There is an interesting NYT article which described the early stages of the creation of NIPEK, "Russians Take a Flier on Oil In Capitalism for the Masses," published in January 1992:

"Nipek, a company with roots in the oilfields of western Siberia, is not making specific promises, although its salespeople talk vaguely about a 20 percent return on investment.

But what appeals to investors like Mrs. Revazova is Nipek's connection to oil. The word still has a promising ring to Russian ears, despite the difficulties of the industry here. Oil production has fallen steadily, and according to one estimate, by the end of 1993, production will have dropped by 20 percent compared with 1991. The reasons are to some extent connected with the overall decline of the economy, resulting in a reduction in capital investment, a shortage of equipment and confusion over which layer of government is responsible for the oilfields."

In Owning Russia: The struggle over factories, farms and power (2006), Andrew Barnes talks about the establishment of NIPEK and its initial accumulation of wealth.

Russian privatisation is also discussed in Marshall Goldman's "The Piratisation of Russia – Russian Reform goes awry" (2003): as its title indicates, it offers a critical assessment of the impact of the privatisations of the 1990s.

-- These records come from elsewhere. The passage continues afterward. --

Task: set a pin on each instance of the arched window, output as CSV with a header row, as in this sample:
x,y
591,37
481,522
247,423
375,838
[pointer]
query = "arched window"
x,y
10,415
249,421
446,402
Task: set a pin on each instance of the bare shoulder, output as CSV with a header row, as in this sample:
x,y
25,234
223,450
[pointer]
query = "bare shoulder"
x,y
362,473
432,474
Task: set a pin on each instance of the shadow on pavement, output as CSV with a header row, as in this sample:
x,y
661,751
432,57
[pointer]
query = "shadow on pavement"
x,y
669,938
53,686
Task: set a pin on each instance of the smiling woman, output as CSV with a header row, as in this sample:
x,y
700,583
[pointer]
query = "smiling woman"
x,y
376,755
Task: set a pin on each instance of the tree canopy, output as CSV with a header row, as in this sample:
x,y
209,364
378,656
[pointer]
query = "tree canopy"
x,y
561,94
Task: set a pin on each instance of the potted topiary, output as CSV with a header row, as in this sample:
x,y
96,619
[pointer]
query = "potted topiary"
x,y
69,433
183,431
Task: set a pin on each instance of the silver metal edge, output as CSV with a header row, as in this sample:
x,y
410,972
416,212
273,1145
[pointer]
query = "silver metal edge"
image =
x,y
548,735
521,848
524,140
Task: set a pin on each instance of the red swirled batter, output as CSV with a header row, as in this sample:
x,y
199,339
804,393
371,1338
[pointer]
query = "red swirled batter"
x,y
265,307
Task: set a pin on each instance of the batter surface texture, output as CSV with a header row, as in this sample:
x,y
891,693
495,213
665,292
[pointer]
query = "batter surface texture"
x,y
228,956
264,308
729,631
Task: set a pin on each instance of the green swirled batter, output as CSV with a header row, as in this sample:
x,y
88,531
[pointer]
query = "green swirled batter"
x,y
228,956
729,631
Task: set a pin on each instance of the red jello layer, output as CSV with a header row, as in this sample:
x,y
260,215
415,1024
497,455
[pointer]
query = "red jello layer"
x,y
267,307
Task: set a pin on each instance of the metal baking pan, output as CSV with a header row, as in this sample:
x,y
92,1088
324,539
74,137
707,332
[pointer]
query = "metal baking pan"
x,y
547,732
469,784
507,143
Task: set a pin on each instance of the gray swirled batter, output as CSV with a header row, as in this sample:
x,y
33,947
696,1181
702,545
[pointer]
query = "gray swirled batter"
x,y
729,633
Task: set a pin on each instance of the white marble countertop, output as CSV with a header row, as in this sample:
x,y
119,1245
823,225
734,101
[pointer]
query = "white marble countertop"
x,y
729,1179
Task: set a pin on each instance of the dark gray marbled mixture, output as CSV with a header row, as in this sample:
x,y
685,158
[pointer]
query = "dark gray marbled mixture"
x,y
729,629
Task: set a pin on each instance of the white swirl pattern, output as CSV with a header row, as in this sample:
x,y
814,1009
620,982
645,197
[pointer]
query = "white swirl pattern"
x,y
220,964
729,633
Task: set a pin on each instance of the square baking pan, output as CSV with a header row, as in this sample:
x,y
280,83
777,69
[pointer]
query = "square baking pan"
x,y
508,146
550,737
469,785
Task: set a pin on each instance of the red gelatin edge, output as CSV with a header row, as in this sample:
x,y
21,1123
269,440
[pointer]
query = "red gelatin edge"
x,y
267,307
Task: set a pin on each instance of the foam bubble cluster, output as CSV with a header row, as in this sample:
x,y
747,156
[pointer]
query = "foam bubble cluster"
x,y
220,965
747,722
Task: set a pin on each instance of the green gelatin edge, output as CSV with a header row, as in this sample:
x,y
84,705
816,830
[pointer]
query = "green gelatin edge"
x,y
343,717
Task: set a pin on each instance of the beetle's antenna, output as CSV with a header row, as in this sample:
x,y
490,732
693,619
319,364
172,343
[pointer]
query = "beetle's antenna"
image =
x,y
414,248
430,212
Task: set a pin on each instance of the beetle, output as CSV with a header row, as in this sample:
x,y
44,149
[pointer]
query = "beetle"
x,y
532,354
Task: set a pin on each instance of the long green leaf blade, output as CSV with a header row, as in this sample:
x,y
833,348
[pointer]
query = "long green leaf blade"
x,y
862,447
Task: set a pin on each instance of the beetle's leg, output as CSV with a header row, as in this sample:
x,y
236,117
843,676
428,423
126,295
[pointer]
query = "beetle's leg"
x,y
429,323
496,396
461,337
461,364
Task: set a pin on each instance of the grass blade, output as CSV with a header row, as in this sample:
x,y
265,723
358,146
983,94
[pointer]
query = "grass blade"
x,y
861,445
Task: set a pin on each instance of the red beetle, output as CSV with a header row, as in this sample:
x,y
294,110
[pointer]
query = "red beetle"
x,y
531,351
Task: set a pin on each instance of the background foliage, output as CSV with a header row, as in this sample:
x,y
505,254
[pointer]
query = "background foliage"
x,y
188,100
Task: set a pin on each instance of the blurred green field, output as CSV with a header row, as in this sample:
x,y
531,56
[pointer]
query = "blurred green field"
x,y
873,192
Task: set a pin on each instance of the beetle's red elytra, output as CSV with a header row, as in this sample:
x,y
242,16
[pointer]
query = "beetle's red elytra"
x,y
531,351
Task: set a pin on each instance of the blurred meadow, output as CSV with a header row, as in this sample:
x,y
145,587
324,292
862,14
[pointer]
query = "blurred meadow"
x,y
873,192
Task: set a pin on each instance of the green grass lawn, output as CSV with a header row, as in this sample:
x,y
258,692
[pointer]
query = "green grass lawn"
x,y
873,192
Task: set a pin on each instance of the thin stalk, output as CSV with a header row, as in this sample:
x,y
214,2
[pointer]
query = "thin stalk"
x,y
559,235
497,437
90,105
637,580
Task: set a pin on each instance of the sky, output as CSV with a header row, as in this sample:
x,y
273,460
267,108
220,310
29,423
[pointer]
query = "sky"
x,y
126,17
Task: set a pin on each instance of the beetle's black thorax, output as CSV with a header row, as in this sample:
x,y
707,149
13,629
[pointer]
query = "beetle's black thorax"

Read the debate between Goldmann and the Swedish economist Anders Aslund on Russian privatisation. As Aslund put it:

"Since 1999, something remarkable has happened … The economic recovery of the countries of the former Soviet Union has been spearheaded by large, private corporations that have revived old Soviet energy and metallurgical companies … These corporations are big. The 10 largest private Russian companies have about 200,000 employees each. They were all bought by outsiders, either from the state for a song, or equally cheaply from former private owners, either incompetent state managers or haphazard state officials. The new core owners are few, and because of their concentrated ownership they can undertake badly needed, profound restructuring. As a consequence of the privatization of old Soviet smokestack industries, Russian oil extraction is skyrocketing, and modern metallurgical plants are working at nearly full capacity in both Russia and Ukraine."

The key to capitalism, so Aslund, is to respect property rights, regardless of their origins:

"The U.S. robber barons were more similar to the Russian oligarchs than people realize. Half of them made their fortunes in the railways, and the secret of their success was their acquisition of land from the state for free. Does that not sound like loans for shares? The difference, however, was that the United States had no KGB. When President Theodore Roosevelt challenged John D. Rockefeller, he stopped at antitrust measures, using neither arbitrary punitive taxation (as advocated by Goldman) nor confiscation (seemingly being considered in the Kremlin). Many European properties derive from outright gifts from a monarch, many of them exempt from taxation until recently. Capitalism requires private property, and how it can be established is always a matter of politics. The secret of successful capitalism is to respect property rights regardless of how they originally emerged. The sooner that happens in Russia, the greater its economic growth will be."